Duckett takes Northants to third final spot in four years

Duckett takes Northants to third final spot in four years

Ben Duckett’s blistering 84 saw Northants beat Nottinghamshire in the first semi-final at T20 Blast Finals Day. The Steelbacks successfully defended 161 to reach the final for the second consecutive season.

Northants had slipped to 15-3, but Duckett and Alex Wakely shared a fourth wicket stand of 123, Wakely with a half century of his own, but his side lost their way after Duckett departed, with no other batsman making double figures.

Notts fell into early trouble themselves, but Andre Russell, who had earlier taken 3-20, looked to be swinging the chase back in their favour. After 39 off 18 balls, however, he was brilliantly caught on the boundary. Notts could not get the 15 required from the last over despite a Chris Read cameo.

In truth, the game was all about Duckett. The 21 year old, who has enjoyed a remarkable summer, showed all of his invention and power to hit 12 fours and two sixes in his 47 ball innings, including an array of ramps, switch hits and authentic drives.

Nottinghamshire had snatched the early initiative: after Adam Rossington was run out in the opening over, Josh Cobb was strangled down the leg side off Harry Gurney and Richard Levi missed a Russell full toss to be LBW. Despite the three early wickets, Duckett ensured Northants kept finding the rope throughout, taking Stuart Broad for successive boundaries before switch-hitting Samit Patel for six.

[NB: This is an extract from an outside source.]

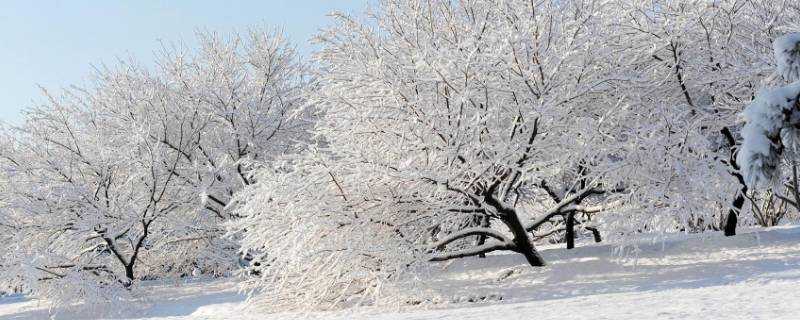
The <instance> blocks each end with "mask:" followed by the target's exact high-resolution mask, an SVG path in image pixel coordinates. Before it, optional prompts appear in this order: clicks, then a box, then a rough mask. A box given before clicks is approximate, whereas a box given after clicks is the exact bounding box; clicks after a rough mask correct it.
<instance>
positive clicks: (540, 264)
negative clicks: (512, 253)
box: [503, 212, 545, 267]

A further switch-hit and ramp off Mullaney took him to 50 in 28 balls and the invention continued, as he took the attack to all the Notts bowlers, captain Wakely providing the perfect foil at the other end to keep the scoreboard ticking over.

The pair shared Northants’ highest ever T20 partnership for any wicket, but after Duckett ramped Jake Ball for 4, it proved one too many and Ball bowled him round his legs. From this point, Northants couldn’t build on the momentum.

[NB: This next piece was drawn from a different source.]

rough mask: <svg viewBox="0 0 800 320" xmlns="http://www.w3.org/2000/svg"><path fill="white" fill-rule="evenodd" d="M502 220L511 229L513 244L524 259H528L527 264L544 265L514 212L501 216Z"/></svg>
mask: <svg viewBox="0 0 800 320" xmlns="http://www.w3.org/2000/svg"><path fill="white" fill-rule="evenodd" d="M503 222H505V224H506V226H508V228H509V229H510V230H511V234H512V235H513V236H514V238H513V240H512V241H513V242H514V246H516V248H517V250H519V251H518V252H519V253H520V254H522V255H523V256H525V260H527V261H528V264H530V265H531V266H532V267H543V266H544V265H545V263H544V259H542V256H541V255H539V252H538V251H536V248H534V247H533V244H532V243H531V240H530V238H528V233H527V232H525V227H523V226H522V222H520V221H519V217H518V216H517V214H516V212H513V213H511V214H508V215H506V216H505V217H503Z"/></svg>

Rory Kleinveldt and Steven Crook both pulled Russell to Hales on the boundary, and there was only one boundary in the last four overs after Duckett’s departure. Wakely reached his half-century in the final over before being run out attempting a bye.

A chase of 162 looked within the reach of a Notts batting line up boosting nine full internationals, but Michael Lumb skewed Crook to third man and Alex Hales was bowled second ball by Rory Kleinveldt.

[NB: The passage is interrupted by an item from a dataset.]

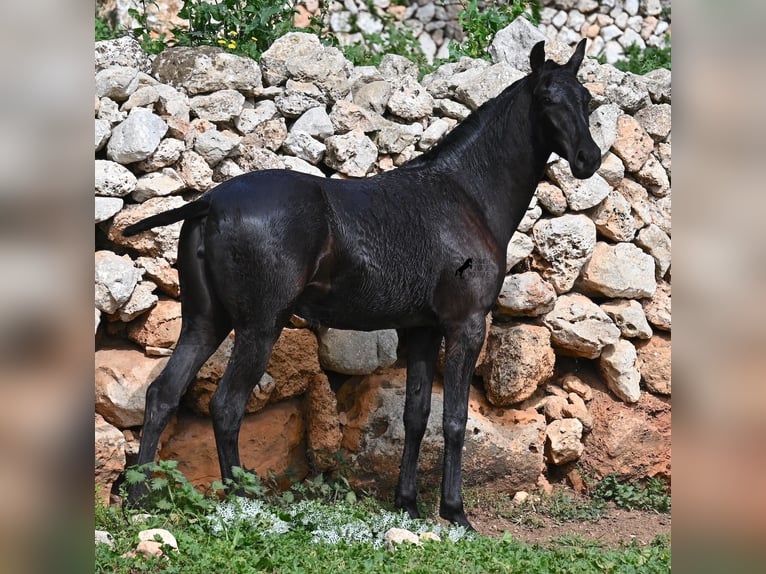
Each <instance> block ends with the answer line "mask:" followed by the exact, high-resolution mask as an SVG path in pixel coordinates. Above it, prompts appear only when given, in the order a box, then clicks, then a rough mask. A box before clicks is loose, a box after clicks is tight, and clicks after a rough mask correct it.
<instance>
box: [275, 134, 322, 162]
mask: <svg viewBox="0 0 766 574" xmlns="http://www.w3.org/2000/svg"><path fill="white" fill-rule="evenodd" d="M282 148H283V149H284V150H285V152H286V153H288V154H290V155H294V156H295V157H298V158H300V159H302V160H304V161H307V162H309V163H310V164H312V165H316V164H318V163H319V162H320V161H321V160H322V158H323V157H324V152H325V150H326V149H327V146H325V144H323V143H322V142H320V141H318V140H316V139H314V138H313V137H311V136H310V135H309V134H307V133H304V132H296V131H294V130H293V131H291V132H290V133H289V134H287V137H286V138H285V141H284V142H283V143H282Z"/></svg>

When Dan Christian top edged a pull of Azharullah, the Outlaws were also 15-3 but they couldn’t recover, as Northants had, after Wessels attempted a switch hit off Graeme White and was caught in the deep.

Russell was batting on one leg, having pulled a hamstring whilst in the field, but had the game swinging back to his side’s way as he hit White for two sixes in the 10th over, before a third followed as 20 came off the next. It took a moment of brilliance on the boundary to remove Russell, as he pulled Kleinveldt for what was looking like a flat six, but Keogh leapt full length on the boundary to take a brilliant, and match turning, catch.

Samit Patel was caught and bowled by Crook, before Mullaney pulled Crook to the midwicket boundary, as Northants took charge, only for Read and Board to keep the Outlaws hopes alive into the final few overs.

They shared 34 in 20 balls as Northants became sloppy in the field, both batsman benefiting from drop catches, and when Read took Crook for two boundaries in the 18th, 21 runs were needed off 13 balls.

The final ball of the over was hit into long-on’s hands, however, with White showing a safe pair of hands when Broad top edged Sanderson, who took 2-21 from his four overs having replaced the injured Richard Gleeson. Ball and Gurney were unable to get the Outlaws home.

For Northants, written off by many and missing two major players in Gleeson and Seekkuge Prasanna it was another trump in adversity. The perennial underdogs showed their bite to reach a third final in four years. They will face either Durham or Yorkshire later tonight.